One of my favorite apothegms, ‘In for a penny, in for a pound’, means just go for it. If you are going to try a little bit then just throw your self into it head first and arms akimbo. I had a basketball coach in high school who told us if you are going to foul make them bleed. I thought it was horrible at the time but now, 35 years later I can see the wisdom in the advice (even if I would never, ever tell a child to hurt someone); In short, if you are going to do something that possibly carries a very high price you better give it everything you’ve got. Otherwise you will end up paying the maximum for surely minimal rewards. I am not saying I am courageous. Hell, I am not even close to bold most of the time, but if something is important enough for me to try then screw creeping down the steps in the shallow end! I head for the deep end right away.

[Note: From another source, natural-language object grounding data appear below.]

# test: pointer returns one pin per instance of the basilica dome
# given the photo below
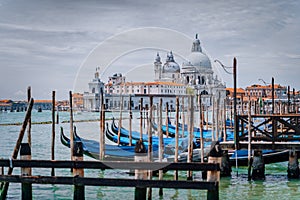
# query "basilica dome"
(197, 58)
(170, 66)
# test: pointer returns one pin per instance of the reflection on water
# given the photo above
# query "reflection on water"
(276, 185)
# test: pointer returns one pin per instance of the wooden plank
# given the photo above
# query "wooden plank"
(263, 145)
(110, 165)
(114, 182)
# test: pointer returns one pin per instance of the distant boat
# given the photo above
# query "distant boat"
(91, 148)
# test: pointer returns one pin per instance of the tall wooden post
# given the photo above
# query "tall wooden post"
(294, 101)
(289, 99)
(140, 156)
(53, 132)
(183, 118)
(150, 148)
(249, 141)
(213, 120)
(102, 127)
(161, 144)
(215, 156)
(176, 136)
(29, 121)
(141, 118)
(120, 120)
(25, 154)
(167, 119)
(17, 146)
(78, 172)
(258, 170)
(191, 134)
(293, 165)
(201, 128)
(236, 124)
(130, 121)
(71, 125)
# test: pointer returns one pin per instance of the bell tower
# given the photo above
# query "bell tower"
(157, 67)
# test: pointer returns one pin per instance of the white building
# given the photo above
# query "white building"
(194, 77)
(91, 99)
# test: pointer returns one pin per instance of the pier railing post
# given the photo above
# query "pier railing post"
(293, 165)
(215, 156)
(25, 154)
(140, 156)
(78, 156)
(258, 166)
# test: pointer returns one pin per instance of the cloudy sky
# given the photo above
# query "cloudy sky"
(57, 45)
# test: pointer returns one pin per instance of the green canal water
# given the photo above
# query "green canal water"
(276, 185)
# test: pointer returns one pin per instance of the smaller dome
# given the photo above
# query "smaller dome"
(199, 60)
(170, 66)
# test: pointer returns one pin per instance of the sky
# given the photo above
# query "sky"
(58, 45)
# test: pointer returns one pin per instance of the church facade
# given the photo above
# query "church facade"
(194, 77)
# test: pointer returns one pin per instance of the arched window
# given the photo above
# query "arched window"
(204, 92)
(203, 80)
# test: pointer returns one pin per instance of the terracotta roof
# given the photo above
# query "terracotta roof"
(42, 101)
(148, 83)
(238, 90)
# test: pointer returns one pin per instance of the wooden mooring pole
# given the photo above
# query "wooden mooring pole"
(130, 121)
(102, 127)
(215, 156)
(79, 191)
(25, 154)
(140, 156)
(191, 135)
(150, 148)
(161, 143)
(17, 147)
(141, 118)
(53, 132)
(71, 125)
(176, 137)
(29, 121)
(293, 165)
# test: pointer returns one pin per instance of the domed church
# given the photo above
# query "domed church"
(196, 73)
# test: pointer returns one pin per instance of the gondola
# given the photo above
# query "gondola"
(169, 143)
(91, 148)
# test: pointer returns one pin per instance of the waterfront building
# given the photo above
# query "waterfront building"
(91, 99)
(194, 77)
(77, 101)
(264, 92)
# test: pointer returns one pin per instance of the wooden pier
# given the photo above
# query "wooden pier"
(212, 187)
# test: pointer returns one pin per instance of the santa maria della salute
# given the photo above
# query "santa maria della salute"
(194, 77)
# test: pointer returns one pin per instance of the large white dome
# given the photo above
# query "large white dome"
(197, 59)
(170, 66)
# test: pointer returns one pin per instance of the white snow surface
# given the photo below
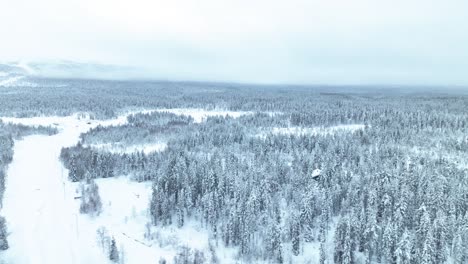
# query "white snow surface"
(38, 202)
(43, 218)
(125, 149)
(199, 115)
(295, 130)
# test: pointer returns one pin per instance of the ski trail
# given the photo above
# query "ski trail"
(42, 217)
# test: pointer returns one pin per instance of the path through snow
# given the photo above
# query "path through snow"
(38, 205)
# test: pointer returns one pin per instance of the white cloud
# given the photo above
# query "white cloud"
(333, 41)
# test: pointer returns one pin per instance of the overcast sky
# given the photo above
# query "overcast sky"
(289, 41)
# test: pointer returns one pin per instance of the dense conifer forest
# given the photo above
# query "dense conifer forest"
(393, 191)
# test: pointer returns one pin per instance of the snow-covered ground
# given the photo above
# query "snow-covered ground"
(199, 115)
(42, 211)
(39, 204)
(128, 149)
(295, 130)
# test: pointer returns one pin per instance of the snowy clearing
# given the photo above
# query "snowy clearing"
(37, 175)
(125, 149)
(299, 131)
(199, 115)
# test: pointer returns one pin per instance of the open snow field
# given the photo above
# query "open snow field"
(42, 211)
(38, 205)
(198, 114)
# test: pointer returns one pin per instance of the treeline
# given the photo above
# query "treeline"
(382, 202)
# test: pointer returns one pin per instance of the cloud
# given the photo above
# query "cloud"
(298, 41)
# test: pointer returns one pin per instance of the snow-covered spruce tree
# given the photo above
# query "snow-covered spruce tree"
(90, 199)
(113, 252)
(3, 234)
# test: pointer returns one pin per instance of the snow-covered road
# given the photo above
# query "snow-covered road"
(41, 214)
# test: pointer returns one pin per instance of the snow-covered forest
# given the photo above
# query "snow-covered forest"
(174, 172)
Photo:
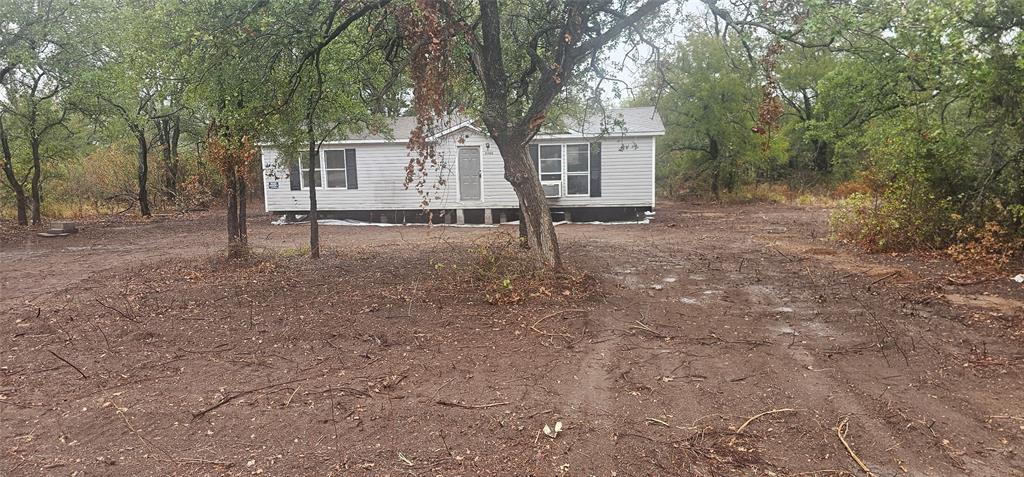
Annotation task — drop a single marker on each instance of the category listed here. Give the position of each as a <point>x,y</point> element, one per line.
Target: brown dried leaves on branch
<point>430,69</point>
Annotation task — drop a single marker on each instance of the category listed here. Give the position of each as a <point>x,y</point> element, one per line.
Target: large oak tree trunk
<point>313,215</point>
<point>37,202</point>
<point>143,174</point>
<point>534,206</point>
<point>20,201</point>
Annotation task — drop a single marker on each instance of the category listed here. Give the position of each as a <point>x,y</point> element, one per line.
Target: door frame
<point>458,171</point>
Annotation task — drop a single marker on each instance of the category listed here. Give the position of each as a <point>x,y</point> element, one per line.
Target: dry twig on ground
<point>841,429</point>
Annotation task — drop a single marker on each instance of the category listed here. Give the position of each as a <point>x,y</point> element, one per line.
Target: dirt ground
<point>716,341</point>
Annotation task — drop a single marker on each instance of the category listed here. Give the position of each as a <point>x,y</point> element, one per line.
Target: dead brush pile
<point>507,273</point>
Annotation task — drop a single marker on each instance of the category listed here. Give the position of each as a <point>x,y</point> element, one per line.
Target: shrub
<point>896,221</point>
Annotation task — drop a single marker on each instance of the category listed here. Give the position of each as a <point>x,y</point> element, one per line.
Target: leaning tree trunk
<point>535,212</point>
<point>20,201</point>
<point>235,247</point>
<point>37,201</point>
<point>243,179</point>
<point>143,174</point>
<point>165,135</point>
<point>313,216</point>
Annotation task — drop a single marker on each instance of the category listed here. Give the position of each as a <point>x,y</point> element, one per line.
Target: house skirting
<point>478,216</point>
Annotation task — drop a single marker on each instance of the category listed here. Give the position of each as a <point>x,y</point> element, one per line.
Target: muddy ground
<point>128,350</point>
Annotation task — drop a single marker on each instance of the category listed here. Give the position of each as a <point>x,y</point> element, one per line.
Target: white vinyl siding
<point>626,177</point>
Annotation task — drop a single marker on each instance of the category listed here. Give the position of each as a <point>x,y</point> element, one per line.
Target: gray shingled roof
<point>631,121</point>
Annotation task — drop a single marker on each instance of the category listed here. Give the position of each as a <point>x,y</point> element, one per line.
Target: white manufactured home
<point>601,168</point>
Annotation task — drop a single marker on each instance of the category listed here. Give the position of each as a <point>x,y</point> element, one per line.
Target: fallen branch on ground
<point>69,363</point>
<point>841,432</point>
<point>1012,418</point>
<point>556,313</point>
<point>230,397</point>
<point>890,275</point>
<point>471,406</point>
<point>749,421</point>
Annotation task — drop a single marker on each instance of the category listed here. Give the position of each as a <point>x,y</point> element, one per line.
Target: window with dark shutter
<point>295,175</point>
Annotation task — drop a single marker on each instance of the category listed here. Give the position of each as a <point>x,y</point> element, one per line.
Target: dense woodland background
<point>906,116</point>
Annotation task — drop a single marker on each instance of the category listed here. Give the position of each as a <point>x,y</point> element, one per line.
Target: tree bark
<point>534,208</point>
<point>37,168</point>
<point>231,187</point>
<point>20,201</point>
<point>243,207</point>
<point>715,154</point>
<point>523,229</point>
<point>143,173</point>
<point>313,215</point>
<point>166,134</point>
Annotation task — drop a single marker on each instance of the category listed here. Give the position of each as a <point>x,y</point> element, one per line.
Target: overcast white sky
<point>632,69</point>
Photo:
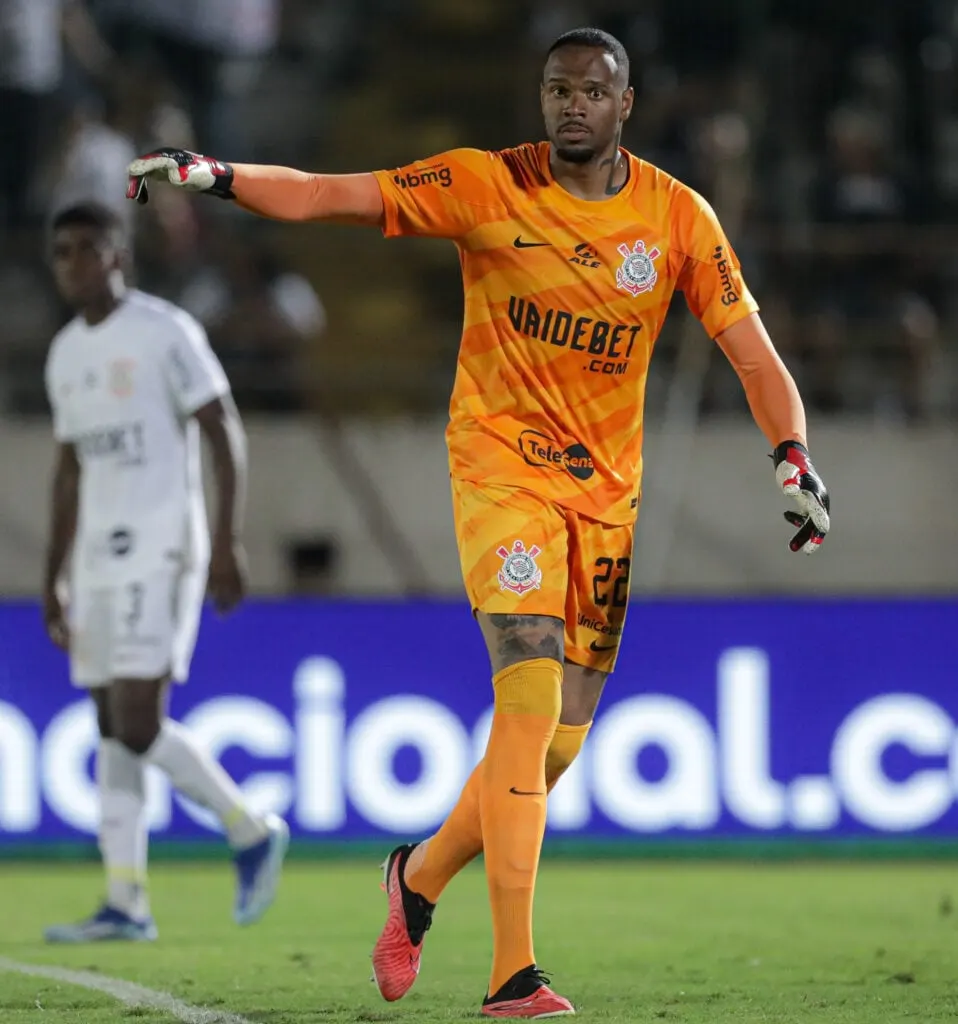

The last apothegm in my list, ‘Slow and steady wins the race’, is one I think everyone knows, has heard since they were two and grandma read the ‘Tortoise And The Hare’ to them. I think this is an idea wasted on children, they just want to go, go fast, go faster, higher, longer than any other kid and possibly become Superman, you never know! But, if we hear it enough when we are tots,  ‘Slow and steady wins the race’ becomes meaningful when we need it most, brand new and shiny with purpose (imagine a tortoise with a big S—for slow—on his chest, rolling out of the phone booth of our imagination while a light bulb comes on over our heads). Slow and steady allows us to visualize and set long term goals (i.e. crazy lady status at retirement). Slow and steady allows us to endure the years of school, of work, of corporate climbing because we KNOW that these things pay off, that they will give us lasting peace and contentment (or at least a 401K so that we can fund our own peace and contentment). Slow and steady allows us to stay emotionally and/or physically afloat during the lean years, to stay with our spouse during the ‘Why did I ever marry YOU?’ times, to love our kids through the ‘I hate you! Gimme five dollars’ times, to tolerate our pets during the piss on the floor, chew the shoes and bite the preacher times. In short, slow and steady allows us to shudder through the not so great times so that we can revel in the wonderful times.

What grandma failed to read to us as kids was the epilogue to that story, when the tortoise goes home, has a nice hot soak in a well appointed bath, dresses in a natty new shell, aerodynamically designed with the racing tortoise in mind, pours himself an ice cold beer in a tall chilled glass, looks at a picture of the hare and goes ‘nanny nanny boo boo sucker’ under his breath as he sinks into his comfy furniture in that wonderful log he calls home.